You also get to know the local community. If you are as lucky as we were, they will welcome you with the most generous hearts, and will give you everything they have. There was an association of women who prepared delicious meals for us every day. A meal always came with dessert and coffee and funny talks – us trying to mimic and speak Slovene, they smiling back at us. I am so grateful that I entered these people’s houses. One of the ladies we visited offered us some lacing work she did herself; her husband was learning Italian so he tried to communicate with me that way. He was googling about Portugal and my home town, and telling me how welcome I was at their house. It goes without saying, they offered us their own crafted schnapps and wine. This blog post would be too small to share my appreciation to all of the people we have met. I cannot forget Idrija’s Geopark team, the municipality of Idrija, the association of rural women, and many other who contributed to this experience.
Without them we wouldn’t be able to explore as much as we did of the region: we visited the partisan print shop museum, walked through Idrija’s geopark, saw waterfalls and mountains, visited the mines and the castle, participated in a local festivity in Vojsko and learned traditional lacing!

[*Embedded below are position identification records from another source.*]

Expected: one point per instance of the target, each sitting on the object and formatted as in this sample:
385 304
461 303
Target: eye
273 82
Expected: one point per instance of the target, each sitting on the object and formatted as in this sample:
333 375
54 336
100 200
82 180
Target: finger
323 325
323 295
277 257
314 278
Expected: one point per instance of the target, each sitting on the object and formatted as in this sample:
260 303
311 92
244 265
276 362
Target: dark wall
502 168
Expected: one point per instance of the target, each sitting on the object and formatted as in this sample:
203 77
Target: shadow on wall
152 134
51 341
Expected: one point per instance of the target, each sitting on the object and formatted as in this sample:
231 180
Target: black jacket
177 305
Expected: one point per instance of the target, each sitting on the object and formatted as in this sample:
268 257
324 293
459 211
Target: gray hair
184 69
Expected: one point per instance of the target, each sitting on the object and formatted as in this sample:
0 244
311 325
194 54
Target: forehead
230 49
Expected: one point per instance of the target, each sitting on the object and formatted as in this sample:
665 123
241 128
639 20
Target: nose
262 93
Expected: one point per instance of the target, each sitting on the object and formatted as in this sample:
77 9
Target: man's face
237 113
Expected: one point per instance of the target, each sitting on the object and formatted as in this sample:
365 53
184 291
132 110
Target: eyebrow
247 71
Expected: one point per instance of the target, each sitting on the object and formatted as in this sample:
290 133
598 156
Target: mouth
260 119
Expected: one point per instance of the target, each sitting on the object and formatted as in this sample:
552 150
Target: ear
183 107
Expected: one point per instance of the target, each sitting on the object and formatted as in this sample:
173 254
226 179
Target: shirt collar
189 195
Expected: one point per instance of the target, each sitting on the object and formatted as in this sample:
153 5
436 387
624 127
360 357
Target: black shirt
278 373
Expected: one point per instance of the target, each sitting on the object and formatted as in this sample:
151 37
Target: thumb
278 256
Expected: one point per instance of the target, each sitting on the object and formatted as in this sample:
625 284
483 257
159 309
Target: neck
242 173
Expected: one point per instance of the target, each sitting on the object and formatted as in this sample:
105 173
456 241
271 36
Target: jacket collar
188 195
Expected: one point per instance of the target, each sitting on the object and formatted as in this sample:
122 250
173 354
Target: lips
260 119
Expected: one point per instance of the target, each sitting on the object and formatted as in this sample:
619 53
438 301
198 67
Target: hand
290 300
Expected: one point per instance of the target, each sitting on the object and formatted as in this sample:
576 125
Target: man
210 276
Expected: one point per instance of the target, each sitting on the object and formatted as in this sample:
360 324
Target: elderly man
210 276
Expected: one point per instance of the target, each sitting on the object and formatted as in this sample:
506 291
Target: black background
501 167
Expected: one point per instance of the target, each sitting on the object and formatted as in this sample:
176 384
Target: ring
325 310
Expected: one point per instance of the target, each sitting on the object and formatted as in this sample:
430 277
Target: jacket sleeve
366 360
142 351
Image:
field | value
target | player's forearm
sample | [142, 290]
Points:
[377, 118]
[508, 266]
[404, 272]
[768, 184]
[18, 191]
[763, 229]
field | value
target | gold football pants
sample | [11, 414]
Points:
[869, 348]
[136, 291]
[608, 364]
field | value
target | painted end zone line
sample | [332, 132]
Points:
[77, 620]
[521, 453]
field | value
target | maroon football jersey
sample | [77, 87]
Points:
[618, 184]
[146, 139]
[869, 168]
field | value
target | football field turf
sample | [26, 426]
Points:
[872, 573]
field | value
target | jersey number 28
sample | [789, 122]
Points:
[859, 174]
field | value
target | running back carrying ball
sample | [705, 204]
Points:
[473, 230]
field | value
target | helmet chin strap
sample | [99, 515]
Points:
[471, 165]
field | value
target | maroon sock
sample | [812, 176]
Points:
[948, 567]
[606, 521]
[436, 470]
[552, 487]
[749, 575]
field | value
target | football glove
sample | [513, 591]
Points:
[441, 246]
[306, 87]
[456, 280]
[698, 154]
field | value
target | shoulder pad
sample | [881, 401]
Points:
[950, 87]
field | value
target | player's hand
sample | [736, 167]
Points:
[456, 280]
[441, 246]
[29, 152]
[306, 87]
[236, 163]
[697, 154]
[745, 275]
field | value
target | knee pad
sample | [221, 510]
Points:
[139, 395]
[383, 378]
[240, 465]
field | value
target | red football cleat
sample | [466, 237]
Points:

Last but not least, in that week I got to know my friend Lenka better than I did in the previous 5 months. We were together at the camp and were friends and colleagues before the camp. There we found a common language together and we learned that our personalities match entirely. We worked perfectly as a team together and gave each other encouragement and funny songs to sing together. I will never forget how much fun, sharing and growing we experienced together in this work camp. It was truly amazing. I am very grateful for this, and also for all the other participants that I met. They have made this work camp the best volunteering experience I have ever had.
Work camps are a combination of interacting, sharing, working together, supporting each other, expanding one’s horizons, and taking all those precious moments with you. Take them back to where you started and see what happens. But you will have to wait until next year to get closer to what you’ve felt in that week!